GAO recommended that OMB director Jim Nussle issue memoranda reminding agencies of existing controls over purchase card activity, and agency officials said in a conference call last week they would do that. According to the watchdog agency, breakdown of internal controls "resulted in numerous examples of fraudulent, improper and abusive purchase card use." GAO's examples included instances where cardholders purchased Internet dating services, iPods and lingerie.
"What we've taken from this [report] is that we need to do a better job of working with agencies to get them to adhere to the policies that exist," said Clay Johnson, OMB deputy director for management. "On top of that there are certainly opportunities to strengthen some of these policies and put some of them into law."

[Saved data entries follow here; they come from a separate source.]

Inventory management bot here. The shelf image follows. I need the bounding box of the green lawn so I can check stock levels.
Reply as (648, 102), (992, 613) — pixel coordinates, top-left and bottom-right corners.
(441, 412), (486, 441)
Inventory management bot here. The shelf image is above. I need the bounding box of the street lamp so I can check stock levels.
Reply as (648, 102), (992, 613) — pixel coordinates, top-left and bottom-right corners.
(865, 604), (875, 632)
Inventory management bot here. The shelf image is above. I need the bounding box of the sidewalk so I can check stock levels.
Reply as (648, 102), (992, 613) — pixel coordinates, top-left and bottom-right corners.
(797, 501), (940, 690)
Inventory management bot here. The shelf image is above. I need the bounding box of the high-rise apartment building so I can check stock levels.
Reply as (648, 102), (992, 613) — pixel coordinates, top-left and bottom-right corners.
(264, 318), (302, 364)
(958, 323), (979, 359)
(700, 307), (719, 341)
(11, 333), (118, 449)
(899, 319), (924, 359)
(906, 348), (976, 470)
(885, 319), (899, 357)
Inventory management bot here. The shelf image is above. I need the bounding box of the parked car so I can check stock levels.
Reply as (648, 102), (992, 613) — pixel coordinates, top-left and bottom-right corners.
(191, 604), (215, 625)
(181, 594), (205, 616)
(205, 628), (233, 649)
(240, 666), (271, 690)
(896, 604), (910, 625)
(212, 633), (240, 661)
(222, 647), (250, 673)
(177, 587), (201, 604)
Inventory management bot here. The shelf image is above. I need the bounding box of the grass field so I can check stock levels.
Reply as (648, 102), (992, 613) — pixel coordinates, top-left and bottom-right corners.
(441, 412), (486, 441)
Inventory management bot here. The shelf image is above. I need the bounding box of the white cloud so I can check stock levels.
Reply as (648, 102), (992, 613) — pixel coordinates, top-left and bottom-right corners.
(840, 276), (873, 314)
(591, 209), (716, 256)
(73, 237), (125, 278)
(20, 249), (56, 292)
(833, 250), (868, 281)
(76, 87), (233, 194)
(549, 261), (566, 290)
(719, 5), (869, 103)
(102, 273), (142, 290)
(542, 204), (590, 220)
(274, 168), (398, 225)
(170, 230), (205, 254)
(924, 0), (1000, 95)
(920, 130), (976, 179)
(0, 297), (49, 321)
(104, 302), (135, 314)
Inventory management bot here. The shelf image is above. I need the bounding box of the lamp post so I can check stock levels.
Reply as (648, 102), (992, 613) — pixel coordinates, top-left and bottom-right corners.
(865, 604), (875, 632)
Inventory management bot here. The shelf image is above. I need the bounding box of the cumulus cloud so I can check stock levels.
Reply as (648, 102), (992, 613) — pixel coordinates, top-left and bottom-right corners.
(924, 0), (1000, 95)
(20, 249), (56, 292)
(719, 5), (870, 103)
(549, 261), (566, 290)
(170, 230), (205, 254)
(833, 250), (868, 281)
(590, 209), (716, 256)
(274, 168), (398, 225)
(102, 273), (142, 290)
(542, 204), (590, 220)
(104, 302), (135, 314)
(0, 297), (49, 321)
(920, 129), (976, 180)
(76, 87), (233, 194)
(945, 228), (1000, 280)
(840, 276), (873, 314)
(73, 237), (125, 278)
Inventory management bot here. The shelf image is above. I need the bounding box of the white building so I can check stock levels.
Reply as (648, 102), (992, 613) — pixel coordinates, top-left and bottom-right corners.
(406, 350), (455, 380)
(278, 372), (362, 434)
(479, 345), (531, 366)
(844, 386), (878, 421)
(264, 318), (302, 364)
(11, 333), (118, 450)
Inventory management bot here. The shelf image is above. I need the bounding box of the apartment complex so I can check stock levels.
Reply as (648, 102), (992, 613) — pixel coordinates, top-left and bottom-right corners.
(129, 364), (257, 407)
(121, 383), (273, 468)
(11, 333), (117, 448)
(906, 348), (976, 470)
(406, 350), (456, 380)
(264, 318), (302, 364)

Johnson and Danny Werfel, acting controller of OMB's federal financial management office, said they are working with lawmakers, in particular Sen. Charles Grassley, R-Iowa, to expand existing OMB requirements into law.
"Once they're law, there's the ability to create stiffer penalties for misuse than are in OMB regulations, so we welcome Congress' help and partnership in building those stiffer penalties into the process," Werfel said.
Legislation to that effect, the 2007 Government Credit Card Abuse Prevention Act (S. 789), introduced by Grassley, passed the Senate Homeland Security and Governmental Affairs Committee last Thursday. A companion bill in the House, H.R.1395, awaits review by the Oversight and Government Reform Subcommittee on Government Management, Organization, and Procurement.
In the official written response to GAO's report, OMB officials agreed that the purchase card program will not be as efficient as it could be unless agencies implement strong and effective controls to prevent waste, fraud and abuse. They said they had designated charge card management a major focus area in 2005 under Appendix B of Circular No. A-123.
OMB also proposed issuing more guidance to agencies, pointing out that Appendix B extends to convenience checks as well as charge cards and agency personnel have financial responsibility with regard to unauthorized and erroneous purchase card transactions.